Il a souligné la nécessité pour les responsables iraquiens, en particulier le Conseil des représentants, de privilégier les efforts de réconciliation sur la base d’une vision unique et d’une approche coordonnée, afin que la phase post-Daech soit plus stable, sûre et prospère que la précédente. « La paix durable et la sécurité ne pourront être réalisées qu’avec un compromis historique qui mettra un terme aux facteurs politiques de division que sont l’intolérance, l’inégalité et l’injustice sociale et politique. »
Revenant sur la prise de Fallouja, le Représentant spécial a indiqué que le Gouvernement iraquien avait donné, lors des opérations, une priorité sans précédent à la protection des civils. Il a loué la décision du Premier Ministre de ralentir les opérations lors de la première semaine, permettant à 90 000 personnes de s’enfuir.
La MANUI a néanmoins reçu des informations crédibles de violations des droits de l’homme et de crimes, y compris des actes de torture et des assassinats, depuis l’opération militaire de Fallouja le 22 mai, a précisé M. Kubiš.
Il a jugé essentiel que le Comité d’investigation, mis sur pied par le Premier Ministre Abadi le 6 juin, fasse toute la lumière sur ces violations, y compris la disparition d’hommes et de garçons, dans la région de Al Sejar et à Saqlawiyah. Les leçons de Fallouja devront être prises en compte lors des préparatifs des opérations de libération de Mossoul, a affirmé le Représentant spécial.
« La reprise de Fallouja ne doit pas laisser planer un doute sur la capacité restante de Daech à conduire des attaques dévastatrices en plusieurs points du territoire, malgré ses pertes en hommes et en territoire et une structure de commandement, un appui local et un moral amoindris », a averti le Chef de la MANUI. Tandis que le projet de gouvernance de Daech est en train de s’effondrer, ce dernier a de plus en plus recours à des tactiques d’insurrection brutale, telles que l’usage d’attentats-suicide, a-t-il poursuivi.
M. Kubiš a identifié une nouvelle tendance à l’œuvre, consistant en un terrorisme urbain, à forte dimension sectaire, mené contre des civils et des infrastructures.
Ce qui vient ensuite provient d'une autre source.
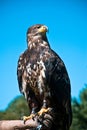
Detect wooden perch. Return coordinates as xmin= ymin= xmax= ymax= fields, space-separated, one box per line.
xmin=0 ymin=119 xmax=39 ymax=130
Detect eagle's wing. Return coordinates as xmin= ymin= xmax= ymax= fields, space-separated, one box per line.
xmin=17 ymin=53 xmax=26 ymax=93
xmin=45 ymin=50 xmax=72 ymax=127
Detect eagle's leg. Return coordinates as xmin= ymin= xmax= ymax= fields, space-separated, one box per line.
xmin=38 ymin=100 xmax=50 ymax=116
xmin=23 ymin=99 xmax=39 ymax=123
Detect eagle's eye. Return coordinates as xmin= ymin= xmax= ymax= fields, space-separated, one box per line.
xmin=37 ymin=26 xmax=40 ymax=29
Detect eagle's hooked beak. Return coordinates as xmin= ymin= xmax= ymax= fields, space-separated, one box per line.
xmin=38 ymin=25 xmax=48 ymax=33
Si ces attaques n’ont pas réussi à rallumer les tensions sectaires, il a rappelé que les institutions et organes de l’État avaient la responsabilité d’assurer l’état de droit et l’ordre « pour tous les Iraquiens ».
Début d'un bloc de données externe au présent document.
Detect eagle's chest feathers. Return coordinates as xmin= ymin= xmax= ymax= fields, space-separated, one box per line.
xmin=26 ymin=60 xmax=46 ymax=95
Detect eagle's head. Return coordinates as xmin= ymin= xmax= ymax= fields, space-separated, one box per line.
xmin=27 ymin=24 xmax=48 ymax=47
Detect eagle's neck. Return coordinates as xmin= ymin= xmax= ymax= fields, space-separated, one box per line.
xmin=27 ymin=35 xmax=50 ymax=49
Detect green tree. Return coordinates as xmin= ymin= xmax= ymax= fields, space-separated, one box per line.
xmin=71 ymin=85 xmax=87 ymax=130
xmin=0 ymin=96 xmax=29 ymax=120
« Avec les progrès enregistrés dans les combats contre Daech, réformer les institutions sécuritaires iraquiennes et faire en sorte que l’État contrôle pleinement les groupes armés deviennent les priorités », a-t-il dit.
Le Représentant spécial a, en outre, souligné que la situation humanitaire s’était détériorée depuis l’opération militaire de Fallouja, précisant que plus de 10 millions d’Iraquiens avaient désormais besoin d’une assistance humanitaire, y compris les 3,4 millions d’Iraquiens déplacés par l’essor de Daech en 2014. « Trente-huit pour cent seulement de l’appel humanitaire de 861 millions de dollars en 2016 est financé », a-t-il regretté.
Il a déclaré que la libération de Mossoul donnerait lieu à « l’opération humanitaire la plus importante et la plus sensible de 2016 ». Chiffrant cette opération à 1 milliard de dollars, il a jugé vital que les ressources soient d’ores et déjà mobilisées pour en financer les préparatifs. Le Représentant spécial a également chiffré à 300 millions de dollars sur les trois prochaines années la somme nécessaire pour déminer les zones nouvellement libérées.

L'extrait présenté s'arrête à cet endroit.